愛しのプラトニック・オレンジ~エリート消防官の彼と溺甘同居中~
「も、もう! 変なこと言わないでよ」

「ごめんごめん。優多が本当はかわいいのは、内緒だったね」

姉さん女房ではあるけれど、根の真っ直ぐな五十嵐さんが優多さんを包み込む瞬間がある。

そういうところが『普通の男じゃ満足できない』という優多さんを射止めた理由なのかも。

「で、では。

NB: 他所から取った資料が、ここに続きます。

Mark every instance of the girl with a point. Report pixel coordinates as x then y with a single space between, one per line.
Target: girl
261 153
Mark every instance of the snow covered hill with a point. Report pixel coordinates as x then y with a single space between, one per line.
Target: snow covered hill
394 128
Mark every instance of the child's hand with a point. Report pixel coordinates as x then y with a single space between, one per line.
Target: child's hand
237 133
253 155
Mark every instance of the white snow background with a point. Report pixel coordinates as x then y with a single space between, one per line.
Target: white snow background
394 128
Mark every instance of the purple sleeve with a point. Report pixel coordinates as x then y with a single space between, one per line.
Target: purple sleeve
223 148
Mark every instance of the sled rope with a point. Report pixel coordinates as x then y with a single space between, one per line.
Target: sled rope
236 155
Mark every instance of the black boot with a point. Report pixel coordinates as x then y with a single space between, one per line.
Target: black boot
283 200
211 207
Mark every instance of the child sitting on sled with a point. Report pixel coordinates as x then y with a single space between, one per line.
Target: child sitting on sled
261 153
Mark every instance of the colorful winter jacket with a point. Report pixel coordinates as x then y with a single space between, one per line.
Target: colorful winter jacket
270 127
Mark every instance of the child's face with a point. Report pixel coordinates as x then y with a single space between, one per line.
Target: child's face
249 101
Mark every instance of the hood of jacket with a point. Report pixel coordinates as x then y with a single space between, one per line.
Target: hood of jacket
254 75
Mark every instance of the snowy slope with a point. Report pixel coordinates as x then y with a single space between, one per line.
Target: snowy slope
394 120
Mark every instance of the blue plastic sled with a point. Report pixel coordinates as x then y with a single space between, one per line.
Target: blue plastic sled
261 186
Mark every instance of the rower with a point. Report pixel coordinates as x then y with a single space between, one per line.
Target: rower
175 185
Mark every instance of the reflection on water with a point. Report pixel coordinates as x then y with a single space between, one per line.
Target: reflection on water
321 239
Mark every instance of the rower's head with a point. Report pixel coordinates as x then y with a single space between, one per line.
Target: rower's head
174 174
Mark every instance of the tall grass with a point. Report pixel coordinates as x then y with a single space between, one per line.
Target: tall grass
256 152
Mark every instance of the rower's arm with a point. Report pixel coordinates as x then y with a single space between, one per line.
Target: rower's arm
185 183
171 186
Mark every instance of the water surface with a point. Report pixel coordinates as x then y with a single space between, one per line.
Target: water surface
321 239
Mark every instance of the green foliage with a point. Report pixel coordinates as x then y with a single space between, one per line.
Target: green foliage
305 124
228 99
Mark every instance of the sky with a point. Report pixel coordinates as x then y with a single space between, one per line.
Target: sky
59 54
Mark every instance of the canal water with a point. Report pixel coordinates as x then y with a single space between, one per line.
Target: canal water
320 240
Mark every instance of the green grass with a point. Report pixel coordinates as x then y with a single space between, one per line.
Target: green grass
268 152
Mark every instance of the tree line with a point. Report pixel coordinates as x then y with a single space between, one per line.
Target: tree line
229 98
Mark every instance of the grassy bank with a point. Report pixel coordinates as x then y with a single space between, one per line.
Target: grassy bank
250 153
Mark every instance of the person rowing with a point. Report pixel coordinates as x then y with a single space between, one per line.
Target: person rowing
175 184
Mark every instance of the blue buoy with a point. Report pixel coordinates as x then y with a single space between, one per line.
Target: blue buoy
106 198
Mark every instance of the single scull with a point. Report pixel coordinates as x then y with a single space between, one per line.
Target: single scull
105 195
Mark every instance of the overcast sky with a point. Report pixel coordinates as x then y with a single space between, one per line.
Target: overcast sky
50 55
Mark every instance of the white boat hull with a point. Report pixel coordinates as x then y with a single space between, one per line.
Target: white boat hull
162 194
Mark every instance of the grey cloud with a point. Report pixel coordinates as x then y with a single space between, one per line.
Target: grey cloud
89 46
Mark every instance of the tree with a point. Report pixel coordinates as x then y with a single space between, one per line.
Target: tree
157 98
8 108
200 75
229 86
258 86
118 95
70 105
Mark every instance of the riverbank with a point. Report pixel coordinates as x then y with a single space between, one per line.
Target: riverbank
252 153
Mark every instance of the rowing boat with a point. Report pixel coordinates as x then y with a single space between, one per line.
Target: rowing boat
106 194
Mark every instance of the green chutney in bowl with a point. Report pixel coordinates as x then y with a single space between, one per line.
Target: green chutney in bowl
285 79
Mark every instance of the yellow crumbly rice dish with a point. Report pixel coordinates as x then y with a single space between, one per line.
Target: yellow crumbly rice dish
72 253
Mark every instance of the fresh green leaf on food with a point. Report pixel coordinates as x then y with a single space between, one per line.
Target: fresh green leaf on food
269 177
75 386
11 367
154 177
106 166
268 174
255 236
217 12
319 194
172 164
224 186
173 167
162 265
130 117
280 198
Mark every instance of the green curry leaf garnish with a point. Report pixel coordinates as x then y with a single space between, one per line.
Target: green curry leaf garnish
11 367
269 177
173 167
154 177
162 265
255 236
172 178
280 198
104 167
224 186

あらためまして、乾杯!」

優多さんの音頭に合わせて四つのグラスがリンと音を立てる。

北斗さんはビーツジュースを口に運び「おいしい」とひと言。

ビーツの他にもブドウやスパイスなどを加え、クラフトワイン風な味わいに仕立ててある。気に入ってもらえてよかった。

そしてテーブルにはリニューアルしたカフェの常設料理が並んでいる。

「料理の種類が増えたな」

「メニューも客席も従業員数もぐっと増やしたの。かなり頑張ったのよ?」

私の説明に優多さんが鼻高々に乗っかる。

「以前の店で、ナチュラルカフェの需要はよくわかったからね。オーガニックのこだわり食材や、若い子が食いつくような映え系メニューを増やして、ガッツリ稼いでやろうと思って」

優多さんはメニューを広げて北斗さんに「ほら!」と掲げる。